帝都鵺恋綺譚

 叩きつけられるような激しい雨の音だけが、静まり返った部屋に響いていた。
 妻となった娘が去った後の書斎で、朔夜は力なく椅子に身を沈めた。

 ——手が、熱い。

 彼女に触れられた頭、そして振り払った自分の掌。
 そこには、これまで経験したことのないような、穏やかで清らかな熱が残っていた。

 (……なぜだ。なぜ、あんな娘が)

 朔夜の内に宿る(ぬえ)の異能は、荒ぶる雷だ。
 それは常に彼の神経を鋭く削り、制御を失えば周囲のすべてを焼き尽くす。
 側近である右近や左近の力を持ってしても、暴走を抑えるには数時間を要し、その後の朔夜は泥のような疲労に沈むのが常だった。

 だというのに。
 あの娘が触れた瞬間、狂ったように暴れていた雷雲が霧散し、頭の奥を突き刺していた痛みが嘘のように消え去った。

「……ありえない」

 水無月家の庶子。
 己のような異能者と、人間との間に生まれた娘だと聞いている。
 だからこそ、政略結婚の駒としても、万が一傷つけても惜しくない器として選んだ。
 荒ぶる異能を抱える鳴神を相手にするのは、ただの人間には荷が重い。
 とはいえ、後継を残さないという選択肢は、昨年の終わり、父が身罷った今となっては、無かった。
 純血を重んじて来たあまり、仙家の血は濃くなりすぎると、その強大すぎる異能が胎児の器を焼き尽くしてしまう。
 ゆえに、純血同士の婚姻は、望まない断絶を招くことが多い。
 鳴神の血を次代へ繋ぐためには、異能を中和し、受け止めることができる強度のある器が必要だった――。

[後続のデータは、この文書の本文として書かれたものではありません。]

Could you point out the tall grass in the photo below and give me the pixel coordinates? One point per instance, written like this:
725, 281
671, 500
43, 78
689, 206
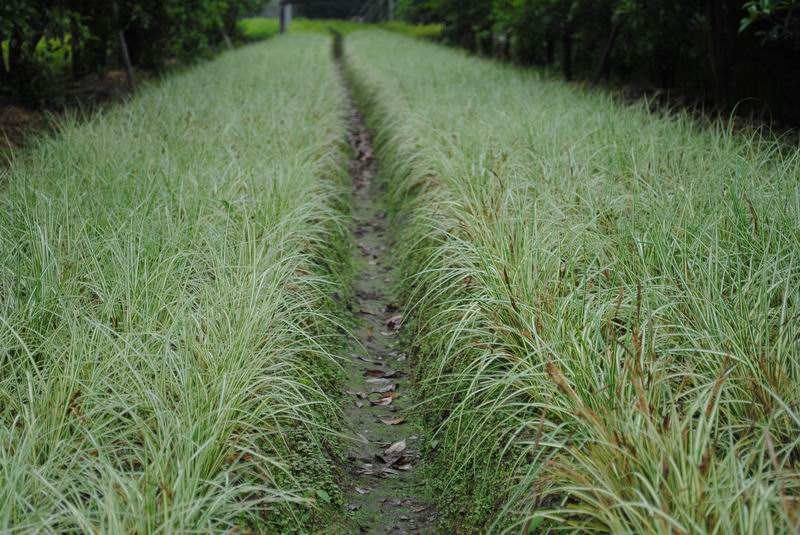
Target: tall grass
607, 301
166, 319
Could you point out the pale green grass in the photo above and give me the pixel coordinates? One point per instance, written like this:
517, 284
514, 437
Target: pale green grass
257, 28
166, 319
607, 301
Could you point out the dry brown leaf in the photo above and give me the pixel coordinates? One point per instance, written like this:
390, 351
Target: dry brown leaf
396, 448
394, 322
393, 421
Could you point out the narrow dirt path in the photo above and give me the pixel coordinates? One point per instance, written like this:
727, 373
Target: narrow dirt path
386, 483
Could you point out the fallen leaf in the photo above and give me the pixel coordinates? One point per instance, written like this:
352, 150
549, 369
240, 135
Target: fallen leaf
386, 471
393, 421
378, 380
397, 447
394, 322
382, 402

 先ほど彼女が触れた瞬間、記憶の底に眠っていた何かが朔夜の中で揺れた。

 幼い自分と、一面に揺れる彼岸花。
 緋色に染め上げられた、記憶。

 呟きは、雷鳴にかき消された。
 朔夜は苦々しく顔を歪める。

「……あんな顔を、させるつもりはなかったのだが」

 拒絶した瞬間の、志野の傷ついたような、けれどそれ以上に自分を案じるような瞳。
 朔夜の胸の奥で、冷たい理性が、どうしようもない切なさと、昏い欲に書き換えられていく。